According to the report if a vaccine only stops you getting severely ill, but you can still catch and pass on the virus; then everyone will need to be immunised to be protected. But if it also stops you spreading the virus then it would have a far greater impact on the pandemic as each person who is vaccinated indirectly protects other people too.
“The data indicate that [the vaccine] may have a substantial impact on transmission by reducing the number of infected individuals in the population,” the report said.

This study -- on 17,000 people in Britain, South Africa and Brazil – has showed protection remained at 76% during the three months after the first dose rose to 82% after people were given the second dose, the BBC report said.
Meanwhile, Lalith Weerathunga, who Heads the Presidential Task Force on Vaccines told a news briefing last week that the government and the Health Ministry would take the full responsibility with regard to administering this vaccine because the benefits outweigh any risks with COVISHIELD being the first step towards immunizing the people.

He said if Russia’s Sputnik-V and China’s Sinopharm vaccines were approved based on data generated from clinical trials, then Sri Lanka would have the benefit of a combination of vaccines and added that at least 50 to 60% of the listed target group could be vaccinated within the course of the year. 

Amid all the good news came the announcement by the health authorities of the first Sri Lankan doctor to die of COVID-related complications while undergoing treatment at the Karapitiya Hospital. The 32-year-old Dr.
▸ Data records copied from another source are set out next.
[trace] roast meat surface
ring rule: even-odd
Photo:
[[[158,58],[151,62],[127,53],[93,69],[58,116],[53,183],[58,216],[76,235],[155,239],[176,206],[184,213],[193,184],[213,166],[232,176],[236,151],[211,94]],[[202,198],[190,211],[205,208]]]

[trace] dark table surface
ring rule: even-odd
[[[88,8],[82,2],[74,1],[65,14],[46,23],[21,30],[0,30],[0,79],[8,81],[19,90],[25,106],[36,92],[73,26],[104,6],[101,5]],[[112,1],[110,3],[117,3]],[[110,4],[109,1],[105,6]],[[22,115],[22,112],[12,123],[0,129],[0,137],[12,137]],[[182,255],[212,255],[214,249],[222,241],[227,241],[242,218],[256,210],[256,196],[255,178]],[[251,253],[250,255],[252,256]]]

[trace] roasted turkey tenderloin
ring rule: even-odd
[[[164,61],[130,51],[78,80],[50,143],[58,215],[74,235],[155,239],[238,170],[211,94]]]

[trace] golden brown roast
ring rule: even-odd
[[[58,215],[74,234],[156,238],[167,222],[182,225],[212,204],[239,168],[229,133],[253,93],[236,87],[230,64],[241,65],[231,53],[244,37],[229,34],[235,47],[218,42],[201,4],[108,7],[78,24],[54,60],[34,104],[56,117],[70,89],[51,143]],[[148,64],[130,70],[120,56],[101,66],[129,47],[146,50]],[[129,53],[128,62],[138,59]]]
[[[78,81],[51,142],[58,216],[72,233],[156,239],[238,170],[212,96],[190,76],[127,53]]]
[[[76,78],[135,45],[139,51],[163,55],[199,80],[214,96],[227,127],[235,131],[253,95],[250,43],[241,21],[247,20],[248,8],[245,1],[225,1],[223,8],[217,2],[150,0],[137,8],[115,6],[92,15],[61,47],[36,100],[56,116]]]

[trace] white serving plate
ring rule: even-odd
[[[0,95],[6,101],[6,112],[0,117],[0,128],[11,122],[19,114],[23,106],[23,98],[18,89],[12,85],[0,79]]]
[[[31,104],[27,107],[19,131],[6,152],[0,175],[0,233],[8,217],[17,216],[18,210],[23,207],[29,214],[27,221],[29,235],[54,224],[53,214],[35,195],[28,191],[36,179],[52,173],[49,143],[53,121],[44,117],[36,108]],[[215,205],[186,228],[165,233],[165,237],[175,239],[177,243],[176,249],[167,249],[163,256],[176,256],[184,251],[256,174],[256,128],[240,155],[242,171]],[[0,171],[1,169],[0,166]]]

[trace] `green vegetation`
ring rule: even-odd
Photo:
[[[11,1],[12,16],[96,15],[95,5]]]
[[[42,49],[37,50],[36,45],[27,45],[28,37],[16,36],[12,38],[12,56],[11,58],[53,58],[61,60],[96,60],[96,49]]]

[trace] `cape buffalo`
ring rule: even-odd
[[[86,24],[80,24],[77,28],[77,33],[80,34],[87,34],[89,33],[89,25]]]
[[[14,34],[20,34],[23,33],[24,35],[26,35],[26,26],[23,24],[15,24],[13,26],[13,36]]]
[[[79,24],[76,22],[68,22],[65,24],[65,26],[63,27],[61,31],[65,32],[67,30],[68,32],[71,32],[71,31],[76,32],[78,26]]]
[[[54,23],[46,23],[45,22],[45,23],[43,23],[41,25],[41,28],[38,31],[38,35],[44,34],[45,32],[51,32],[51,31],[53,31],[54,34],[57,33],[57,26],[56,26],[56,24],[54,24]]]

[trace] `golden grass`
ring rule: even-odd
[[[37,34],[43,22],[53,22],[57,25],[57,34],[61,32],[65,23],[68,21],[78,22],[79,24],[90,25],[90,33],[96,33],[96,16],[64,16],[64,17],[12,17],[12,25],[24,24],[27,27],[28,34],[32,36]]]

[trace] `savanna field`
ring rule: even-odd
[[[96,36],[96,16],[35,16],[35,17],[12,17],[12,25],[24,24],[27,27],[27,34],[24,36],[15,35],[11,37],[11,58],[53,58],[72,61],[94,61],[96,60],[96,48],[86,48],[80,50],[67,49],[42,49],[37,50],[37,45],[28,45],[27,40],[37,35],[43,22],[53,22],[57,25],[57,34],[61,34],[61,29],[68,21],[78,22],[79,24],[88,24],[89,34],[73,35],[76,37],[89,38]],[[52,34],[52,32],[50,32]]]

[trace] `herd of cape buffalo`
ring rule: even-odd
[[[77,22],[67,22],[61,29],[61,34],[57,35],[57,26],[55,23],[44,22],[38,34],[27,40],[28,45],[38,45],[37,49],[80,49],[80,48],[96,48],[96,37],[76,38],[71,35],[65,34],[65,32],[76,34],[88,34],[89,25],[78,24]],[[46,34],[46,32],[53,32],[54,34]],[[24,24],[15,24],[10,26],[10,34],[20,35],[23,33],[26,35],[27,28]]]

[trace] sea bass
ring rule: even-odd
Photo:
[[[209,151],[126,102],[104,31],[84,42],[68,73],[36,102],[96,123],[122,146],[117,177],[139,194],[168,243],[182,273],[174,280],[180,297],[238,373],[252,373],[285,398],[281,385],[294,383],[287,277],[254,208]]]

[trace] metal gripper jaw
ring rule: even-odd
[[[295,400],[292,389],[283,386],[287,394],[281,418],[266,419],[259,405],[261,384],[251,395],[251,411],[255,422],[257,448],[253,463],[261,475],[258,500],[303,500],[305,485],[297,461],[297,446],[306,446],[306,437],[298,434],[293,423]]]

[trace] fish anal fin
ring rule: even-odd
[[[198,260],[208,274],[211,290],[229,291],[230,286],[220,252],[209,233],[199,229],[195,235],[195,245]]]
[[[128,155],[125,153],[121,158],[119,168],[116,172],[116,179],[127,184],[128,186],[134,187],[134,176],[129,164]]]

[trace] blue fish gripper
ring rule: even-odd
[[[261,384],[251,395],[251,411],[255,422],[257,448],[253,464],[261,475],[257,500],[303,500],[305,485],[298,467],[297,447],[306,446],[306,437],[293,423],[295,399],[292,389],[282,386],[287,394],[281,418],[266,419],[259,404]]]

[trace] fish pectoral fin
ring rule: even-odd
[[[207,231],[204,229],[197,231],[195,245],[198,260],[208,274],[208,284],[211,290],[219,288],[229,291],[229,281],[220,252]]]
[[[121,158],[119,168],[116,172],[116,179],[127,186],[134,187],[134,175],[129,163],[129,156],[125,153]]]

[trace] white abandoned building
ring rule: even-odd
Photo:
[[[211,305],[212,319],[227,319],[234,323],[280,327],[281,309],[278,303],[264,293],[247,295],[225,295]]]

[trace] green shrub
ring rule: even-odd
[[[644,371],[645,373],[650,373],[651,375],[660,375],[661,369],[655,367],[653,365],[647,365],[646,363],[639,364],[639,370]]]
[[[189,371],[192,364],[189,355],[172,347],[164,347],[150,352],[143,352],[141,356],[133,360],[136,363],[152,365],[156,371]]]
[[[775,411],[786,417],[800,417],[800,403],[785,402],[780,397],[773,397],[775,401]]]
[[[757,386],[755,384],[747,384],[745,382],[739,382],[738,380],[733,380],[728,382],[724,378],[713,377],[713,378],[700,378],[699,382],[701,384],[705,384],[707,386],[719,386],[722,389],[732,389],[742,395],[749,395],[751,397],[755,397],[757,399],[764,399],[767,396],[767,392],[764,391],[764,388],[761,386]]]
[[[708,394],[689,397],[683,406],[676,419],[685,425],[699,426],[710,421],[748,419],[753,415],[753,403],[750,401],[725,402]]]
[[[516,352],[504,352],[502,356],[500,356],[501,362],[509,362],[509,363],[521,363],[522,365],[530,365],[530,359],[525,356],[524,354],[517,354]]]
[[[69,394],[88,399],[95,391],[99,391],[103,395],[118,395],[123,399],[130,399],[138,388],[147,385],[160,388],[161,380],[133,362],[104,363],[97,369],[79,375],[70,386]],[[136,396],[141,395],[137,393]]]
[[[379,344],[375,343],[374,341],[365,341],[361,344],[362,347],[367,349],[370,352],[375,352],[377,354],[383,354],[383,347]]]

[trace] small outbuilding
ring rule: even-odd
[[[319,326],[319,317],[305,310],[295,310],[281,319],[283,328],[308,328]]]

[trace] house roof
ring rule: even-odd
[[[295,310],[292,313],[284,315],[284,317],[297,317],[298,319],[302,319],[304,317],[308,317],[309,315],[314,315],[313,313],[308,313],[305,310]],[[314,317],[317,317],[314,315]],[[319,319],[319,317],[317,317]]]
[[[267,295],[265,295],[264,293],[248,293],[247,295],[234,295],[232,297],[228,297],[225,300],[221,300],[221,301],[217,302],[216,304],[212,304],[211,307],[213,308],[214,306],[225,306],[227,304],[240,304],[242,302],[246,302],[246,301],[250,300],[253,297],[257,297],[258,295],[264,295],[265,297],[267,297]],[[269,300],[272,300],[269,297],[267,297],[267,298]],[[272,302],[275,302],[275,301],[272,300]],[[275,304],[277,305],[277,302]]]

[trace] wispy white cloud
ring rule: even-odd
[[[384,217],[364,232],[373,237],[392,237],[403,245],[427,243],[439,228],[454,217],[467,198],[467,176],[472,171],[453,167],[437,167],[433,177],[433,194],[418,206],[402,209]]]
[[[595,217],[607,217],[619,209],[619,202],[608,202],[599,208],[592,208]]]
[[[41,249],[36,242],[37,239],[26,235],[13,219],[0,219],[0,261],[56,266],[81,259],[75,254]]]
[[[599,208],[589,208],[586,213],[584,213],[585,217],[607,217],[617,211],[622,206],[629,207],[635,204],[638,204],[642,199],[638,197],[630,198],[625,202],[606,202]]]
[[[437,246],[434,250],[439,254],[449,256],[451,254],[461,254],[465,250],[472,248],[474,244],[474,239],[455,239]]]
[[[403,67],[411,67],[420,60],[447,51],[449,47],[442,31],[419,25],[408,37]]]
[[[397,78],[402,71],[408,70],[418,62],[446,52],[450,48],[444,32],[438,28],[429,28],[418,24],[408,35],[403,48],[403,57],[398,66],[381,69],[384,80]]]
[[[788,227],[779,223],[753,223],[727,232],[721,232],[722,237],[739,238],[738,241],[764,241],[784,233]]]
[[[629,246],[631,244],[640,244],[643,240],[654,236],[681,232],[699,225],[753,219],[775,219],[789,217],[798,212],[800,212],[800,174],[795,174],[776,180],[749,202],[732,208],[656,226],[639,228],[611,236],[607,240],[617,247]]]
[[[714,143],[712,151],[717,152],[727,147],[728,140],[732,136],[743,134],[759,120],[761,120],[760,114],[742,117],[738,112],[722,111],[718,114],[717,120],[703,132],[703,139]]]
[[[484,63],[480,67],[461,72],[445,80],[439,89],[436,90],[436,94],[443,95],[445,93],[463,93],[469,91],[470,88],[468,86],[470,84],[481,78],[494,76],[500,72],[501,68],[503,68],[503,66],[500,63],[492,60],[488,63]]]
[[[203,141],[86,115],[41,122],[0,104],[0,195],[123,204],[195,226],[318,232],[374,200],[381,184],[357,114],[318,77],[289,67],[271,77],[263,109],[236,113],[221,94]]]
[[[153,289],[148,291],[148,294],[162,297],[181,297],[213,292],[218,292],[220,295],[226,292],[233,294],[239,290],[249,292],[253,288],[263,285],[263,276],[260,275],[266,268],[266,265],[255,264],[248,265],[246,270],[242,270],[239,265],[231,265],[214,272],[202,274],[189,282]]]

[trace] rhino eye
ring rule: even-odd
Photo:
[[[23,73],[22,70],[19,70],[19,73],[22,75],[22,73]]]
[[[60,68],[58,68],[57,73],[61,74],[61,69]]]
Gayan Danthanarayana was a resident of Hinkanda in Ragama and reported to have contracted the disease while working at the Ragama Hospital.

There is no gainsaying the fact that the task of vaccinating at least 50 per cent of Sri Lanka’s population will be an enormous undertaking for the Sri Lankan government and its health authorities and we hope that before long the private sector hospitals too would be allowed to participate in the vaccination programme so that a wider segment of society could be vaccinated in a truly national effort.